Moreover, many aspects of life at Eton in the second half of the 18th century were well documented, but prior to the 1790s rowing was not one of them. This is in stark contrast to the literary, pictorial and other evidence of rowing at Oxford – and to a lesser extent at Cambridge – from the 17th century onwards.
On the basis of the evidence available, recreational rowing is attested in Oxford in the middle of the 17th century, and became well established at Oxford and Cambridge some time before 1743. In Oxford at least, it was sufficiently popular to support boats being available for hire from at least two separate locations about the town in the late 18th century.
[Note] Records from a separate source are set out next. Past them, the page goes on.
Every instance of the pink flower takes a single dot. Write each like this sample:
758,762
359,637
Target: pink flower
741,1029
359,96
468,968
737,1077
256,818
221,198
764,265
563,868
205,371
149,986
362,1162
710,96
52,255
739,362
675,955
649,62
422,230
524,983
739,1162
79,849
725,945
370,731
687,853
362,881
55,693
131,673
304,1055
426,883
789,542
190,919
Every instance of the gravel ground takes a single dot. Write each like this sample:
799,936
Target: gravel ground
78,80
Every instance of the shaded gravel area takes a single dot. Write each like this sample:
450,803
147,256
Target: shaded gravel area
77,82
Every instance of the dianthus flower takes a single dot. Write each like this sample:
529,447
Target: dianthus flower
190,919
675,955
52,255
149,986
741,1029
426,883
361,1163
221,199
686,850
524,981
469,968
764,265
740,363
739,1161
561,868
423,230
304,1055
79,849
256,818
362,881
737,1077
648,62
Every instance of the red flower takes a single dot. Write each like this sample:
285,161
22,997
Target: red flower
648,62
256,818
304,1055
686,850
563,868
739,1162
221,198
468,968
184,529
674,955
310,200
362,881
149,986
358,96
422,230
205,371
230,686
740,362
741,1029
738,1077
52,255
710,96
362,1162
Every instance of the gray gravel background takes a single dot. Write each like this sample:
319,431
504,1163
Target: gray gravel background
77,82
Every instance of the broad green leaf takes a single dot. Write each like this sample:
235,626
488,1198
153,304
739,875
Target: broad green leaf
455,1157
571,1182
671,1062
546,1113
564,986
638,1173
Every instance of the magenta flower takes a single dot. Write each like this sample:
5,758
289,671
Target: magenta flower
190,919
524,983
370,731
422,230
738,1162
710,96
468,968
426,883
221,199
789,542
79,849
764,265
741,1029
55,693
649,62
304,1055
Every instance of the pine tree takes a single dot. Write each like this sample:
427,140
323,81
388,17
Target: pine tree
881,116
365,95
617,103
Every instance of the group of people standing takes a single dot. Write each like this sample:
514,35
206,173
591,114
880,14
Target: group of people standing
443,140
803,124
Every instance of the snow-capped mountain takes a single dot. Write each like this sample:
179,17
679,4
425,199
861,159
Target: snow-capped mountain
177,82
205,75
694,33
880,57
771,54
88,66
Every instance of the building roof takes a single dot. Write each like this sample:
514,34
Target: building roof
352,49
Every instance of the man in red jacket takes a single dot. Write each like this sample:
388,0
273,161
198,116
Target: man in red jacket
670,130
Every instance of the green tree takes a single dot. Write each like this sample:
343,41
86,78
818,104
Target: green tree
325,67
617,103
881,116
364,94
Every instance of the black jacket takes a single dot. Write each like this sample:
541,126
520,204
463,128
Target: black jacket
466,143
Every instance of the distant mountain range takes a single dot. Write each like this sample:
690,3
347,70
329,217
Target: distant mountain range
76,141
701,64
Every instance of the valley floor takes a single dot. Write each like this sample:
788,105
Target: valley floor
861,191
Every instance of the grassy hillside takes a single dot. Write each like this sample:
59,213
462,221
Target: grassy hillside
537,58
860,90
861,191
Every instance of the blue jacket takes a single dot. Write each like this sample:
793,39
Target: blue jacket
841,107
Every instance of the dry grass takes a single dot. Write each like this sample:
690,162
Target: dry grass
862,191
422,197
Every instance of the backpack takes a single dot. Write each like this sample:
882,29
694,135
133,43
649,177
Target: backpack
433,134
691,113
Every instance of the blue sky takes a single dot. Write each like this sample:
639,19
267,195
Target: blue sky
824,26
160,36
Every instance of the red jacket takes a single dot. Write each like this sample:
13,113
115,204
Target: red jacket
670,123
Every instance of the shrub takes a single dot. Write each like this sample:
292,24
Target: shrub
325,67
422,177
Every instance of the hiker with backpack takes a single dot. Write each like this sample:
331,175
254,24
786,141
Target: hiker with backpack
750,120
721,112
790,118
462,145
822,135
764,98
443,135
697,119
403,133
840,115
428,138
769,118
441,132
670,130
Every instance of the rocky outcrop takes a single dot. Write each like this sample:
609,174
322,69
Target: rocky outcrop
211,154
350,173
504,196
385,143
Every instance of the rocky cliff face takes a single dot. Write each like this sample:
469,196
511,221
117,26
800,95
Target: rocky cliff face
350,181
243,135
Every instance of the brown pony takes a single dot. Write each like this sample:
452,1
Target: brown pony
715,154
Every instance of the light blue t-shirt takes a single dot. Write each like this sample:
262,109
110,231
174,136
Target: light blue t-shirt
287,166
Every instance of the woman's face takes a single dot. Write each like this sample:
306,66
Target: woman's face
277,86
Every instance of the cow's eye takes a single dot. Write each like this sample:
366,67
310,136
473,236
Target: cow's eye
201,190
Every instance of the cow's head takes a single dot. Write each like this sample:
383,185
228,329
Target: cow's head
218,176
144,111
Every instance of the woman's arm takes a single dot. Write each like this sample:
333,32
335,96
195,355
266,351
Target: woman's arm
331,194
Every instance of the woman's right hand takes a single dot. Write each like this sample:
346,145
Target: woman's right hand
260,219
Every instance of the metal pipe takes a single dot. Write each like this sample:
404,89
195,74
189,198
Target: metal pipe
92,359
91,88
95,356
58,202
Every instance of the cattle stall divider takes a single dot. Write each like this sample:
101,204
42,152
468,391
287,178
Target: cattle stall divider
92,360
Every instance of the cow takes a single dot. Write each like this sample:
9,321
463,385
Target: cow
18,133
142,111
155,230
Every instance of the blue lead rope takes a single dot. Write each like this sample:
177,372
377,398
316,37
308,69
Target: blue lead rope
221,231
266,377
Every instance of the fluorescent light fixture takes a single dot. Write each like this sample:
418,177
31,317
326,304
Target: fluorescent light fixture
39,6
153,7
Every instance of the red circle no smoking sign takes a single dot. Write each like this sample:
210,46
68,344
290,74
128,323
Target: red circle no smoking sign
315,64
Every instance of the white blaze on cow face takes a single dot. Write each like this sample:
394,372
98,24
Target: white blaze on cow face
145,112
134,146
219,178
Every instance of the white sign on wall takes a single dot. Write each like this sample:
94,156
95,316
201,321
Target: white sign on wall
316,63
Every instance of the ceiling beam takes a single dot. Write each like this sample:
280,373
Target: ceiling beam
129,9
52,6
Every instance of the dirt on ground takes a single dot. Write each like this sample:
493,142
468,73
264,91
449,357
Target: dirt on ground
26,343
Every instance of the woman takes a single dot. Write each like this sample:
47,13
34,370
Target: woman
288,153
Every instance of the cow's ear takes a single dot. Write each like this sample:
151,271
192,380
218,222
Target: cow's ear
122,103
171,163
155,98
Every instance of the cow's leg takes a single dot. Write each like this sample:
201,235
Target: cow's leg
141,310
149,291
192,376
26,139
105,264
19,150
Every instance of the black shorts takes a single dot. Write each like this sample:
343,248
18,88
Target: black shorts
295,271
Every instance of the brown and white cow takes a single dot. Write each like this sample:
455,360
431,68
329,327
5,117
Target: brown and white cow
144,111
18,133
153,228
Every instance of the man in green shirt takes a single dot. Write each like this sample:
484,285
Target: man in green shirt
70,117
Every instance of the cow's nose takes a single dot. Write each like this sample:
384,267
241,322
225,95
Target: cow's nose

From Oxford and Cambridge, recreational rowing migrated to the lower reaches of the Thames in the late 18th century, taking hold first at Eton and then in London.
1: By recreational rowing we mean rowing that was undertaken by people who were not professionals, and as much for its own sake as for travelling to or from some particular place, that is, not just for the purposes of travel.
2: Jackson’s Oxford Journal, 3 August 1799.
3: Westminster School Water Ledger
4: The Morning Post, 27 August 1808.
5: Norfolk Chronicle, 16 July 1808.
6: Cox, Recollections of Oxford, pp 57-58.
7: Wordsworth, Social Life at the English Universities in the Eighteenth Century, p 2.
9: Jackson’s Oxford Journal, 8 July 1780.
10: Wordsworth, op cit, p 174.
11: Southey, Espriella, Letter XXXII.
12: Gunning, Reminiscences, pp 38-39.
13: “Ode to a Grizzle Wig by a Gentleman who had just left off his Bob” in The Oxford Sausage, 1764.
14: D’Anvers, A., “The Humours of Oxford University”, 1691.
15: Clark, A. The Life and Times of Anthony Wood vol 1, Oxford Historical Society, Oxford 1891, pp 401, 441, 444, 486.
16: Eleanor Chance, Christina Colvin, Janet Cooper, C J Day, T G Hassall, Mary Jessup and Nesta Selwyn, ‘Communications’, in A History of the County of Oxford: Volume 4, the City of Oxford, ed. Alan Crossley and C R Elrington (London, 1979), pp. 284-295. British History Online http://www.british-history.ac.uk/vch/oxon/vol4/pp284-295 [accessed 16 June 2017].
17: Clark, A. The Life and Times of Anthony Wood vol 2, Oxford Historical Society, Oxford 1892, pp 77-78. Also: Plot, R. The Natural History of Oxfordshire, 1676, pp 5-6.
18: Newcastle Courant, 14 May 1743.
19: Caledonian Mercury, 23 August 1743.
20: Jackson’s Oxford Journal, 25 March 1769.